Dissipative particle dynamics (DPD) is a mesoscopic simulation method between molecular dynamics and continuum hydrodynamics. It can simulate efficiently complex liquids and dense suspensions using only a few thousands of virtual particles and at speed-up factors of more than one hundred thousands compared to molecular dynamics. We will demonstrate the potential and accuracy of the method by computing well known scaling laws for polymer flows from DPD simulations on a laptop.

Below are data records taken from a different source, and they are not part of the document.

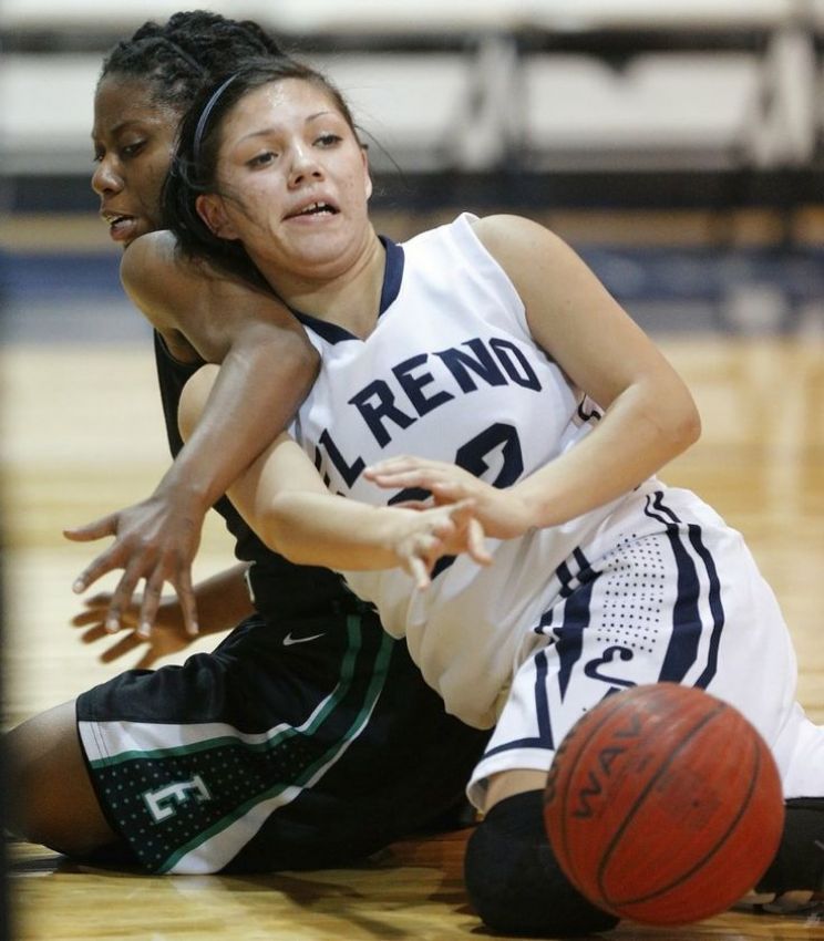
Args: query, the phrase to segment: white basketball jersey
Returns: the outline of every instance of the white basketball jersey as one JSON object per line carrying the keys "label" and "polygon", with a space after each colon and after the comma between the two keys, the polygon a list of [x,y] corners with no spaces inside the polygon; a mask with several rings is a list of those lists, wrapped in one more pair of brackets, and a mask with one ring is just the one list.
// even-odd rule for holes
{"label": "white basketball jersey", "polygon": [[[301,317],[321,371],[292,432],[332,492],[374,505],[408,498],[362,475],[398,454],[455,462],[509,486],[597,422],[595,405],[536,345],[524,304],[473,219],[463,215],[403,246],[387,242],[381,313],[365,340]],[[488,726],[535,641],[555,569],[614,508],[487,540],[492,566],[461,556],[440,566],[425,591],[400,569],[347,579],[391,634],[406,637],[446,709]]]}

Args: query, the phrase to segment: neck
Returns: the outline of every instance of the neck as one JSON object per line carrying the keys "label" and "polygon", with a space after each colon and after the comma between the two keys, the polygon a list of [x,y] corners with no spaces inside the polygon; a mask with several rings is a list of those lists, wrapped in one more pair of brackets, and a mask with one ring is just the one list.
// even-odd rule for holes
{"label": "neck", "polygon": [[370,226],[363,245],[341,270],[313,271],[310,277],[275,275],[270,283],[295,310],[365,338],[378,322],[385,266],[387,254]]}

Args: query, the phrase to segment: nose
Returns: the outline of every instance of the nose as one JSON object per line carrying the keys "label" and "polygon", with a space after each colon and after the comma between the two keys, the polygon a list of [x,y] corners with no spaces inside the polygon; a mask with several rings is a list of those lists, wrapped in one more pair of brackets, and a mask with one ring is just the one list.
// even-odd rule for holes
{"label": "nose", "polygon": [[317,154],[306,144],[296,144],[292,149],[292,161],[289,172],[289,186],[300,186],[307,179],[322,179],[323,170],[318,163]]}
{"label": "nose", "polygon": [[103,157],[92,174],[92,189],[97,196],[120,193],[123,189],[123,178],[114,165],[114,161]]}

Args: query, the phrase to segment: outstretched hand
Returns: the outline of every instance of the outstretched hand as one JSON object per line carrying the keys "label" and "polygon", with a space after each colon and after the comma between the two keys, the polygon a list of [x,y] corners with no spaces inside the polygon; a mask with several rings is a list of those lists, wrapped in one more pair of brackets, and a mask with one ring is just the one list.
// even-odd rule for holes
{"label": "outstretched hand", "polygon": [[406,517],[395,544],[402,568],[418,588],[428,588],[435,562],[443,556],[467,552],[478,565],[490,565],[484,528],[474,516],[472,500],[434,507]]}
{"label": "outstretched hand", "polygon": [[[142,648],[138,670],[147,670],[162,656],[169,656],[185,650],[194,640],[187,633],[183,623],[183,612],[177,600],[164,599],[157,609],[152,633],[144,638],[137,633],[141,623],[141,598],[137,596],[132,603],[127,604],[121,616],[122,633],[116,642],[100,654],[101,663],[113,663],[133,651]],[[75,628],[82,628],[81,640],[83,643],[94,643],[103,637],[109,637],[111,631],[106,628],[109,608],[112,602],[112,593],[102,591],[83,601],[83,610],[72,618]]]}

BRIEF ACADEMIC/EMPLOYMENT BACKGROUND

Professor Karniadakis received his S.M. (1984) and Ph.D. (1987) from Massachusetts Institute of Technology. He was appointed a Lecturer in the Department of Mechanical Engineering at MIT in 1987 and subsequently he joined the Center for Turbulence Research at Stanford / Nasa Ames. He joined Princeton University as Assistant Professor in the Department of Mechanical and Aerospace Engineering and as Associate Faculty in the Program of Applied and Computational Mathematics. He was a Visiting Professor at Caltech (1993) in the Aeronautics Department. He joined Brown University as Associate Professor of Applied Mathematics in the Center for Fluid Mechanics on January 1, 1994. He became a full professor on July 1, 1996. He has been a Visiting Professor of Ocean Engineering at MIT since September 1, 2000.

CURRENT RESEARCH INTERESTS

Current research interests include diverse topics in computational science both on algorithms and applications. A main current thrust is stochastic simulations of physical and biological systems.